Recensione: Night Hag

Di Roberto Castellucci - 5 Marzo 2022 - 8:00

Volente o nolente, anche nel 2022 mi ritrovo a dover ringraziare il Festival di Sanremo. In questo periodo dell’anno infatti è doveroso intensificare le battute di caccia musicali, utili per scovare nuove proposte capaci di allontanare le orecchie e la memoria dalla nota kermesse. Quest’anno mi sono imbattuto, purtroppo con colpevole ritardo, in un disco potente, ben prodotto e animato da un sommo furore: “Night Hag”, primo full-length degli irlandesi The Risen Dread. L’album, uscito a fine Gennaio 2022, rappresenta un bel debutto per questa band che, nata nel 2018, ha all’attivo un solo EP dal titolo “Delusions”, dato alle stampe nel 2019; il valore del gruppo, oltre che dal solido prodotto discografico che mi trovo tra le mani, viene confermato anche dalle illustri collaborazioni. La tracklist infatti è orgogliosamente impreziosita dalla presenza di due ospiti di tutto rispetto: incontriamo tra i solchi di “Night Hag” il compositore brasiliano Renato Zanuto, accreditato nella title track “The Night Hag”, e addirittura Andreas Kisser dei Sepultura, pronto ad accompagnare con il suono della sua chitarra il brano “White Night”. In aggiunta a queste notevoli premesse, uno degli aspetti che ha subito attirato la mia attenzione, oltre al notevole impatto sonoro prodotto dal quartetto, riguarda indubbiamente i testi delle canzoni. “Night Hag”, come confermato dal cantante Marco Feltrin in un interessantissimo e breve video rintracciabile su YouTube, è un concept album che si prefigge il nobile obiettivo di parlare, in modo sicuramente non banale, delle malattie mentali e di alcuni aspetti che gravitano intorno a questo argomento.
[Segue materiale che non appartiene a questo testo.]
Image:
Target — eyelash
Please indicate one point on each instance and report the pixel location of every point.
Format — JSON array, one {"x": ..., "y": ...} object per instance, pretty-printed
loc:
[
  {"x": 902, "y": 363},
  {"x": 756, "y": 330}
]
Lo stile musicale scelto per veicolare un tema così delicato è un Groove Metal feroce e pesantissimo, generato da un efficace incrocio tra i Testament di fine anni ’90, i recenti Sepultura e le derive Metalcore più violente e maggiormente a contatto con il Death Metal. Spesso infatti ho intercettato sonorità in pieno stile Heaven Shall Burn, tanto per fare un esempio, accompagnate da atmosfere cupe e oppressive che danno perfettamente corpo alle complesse tematiche affrontate dai testi.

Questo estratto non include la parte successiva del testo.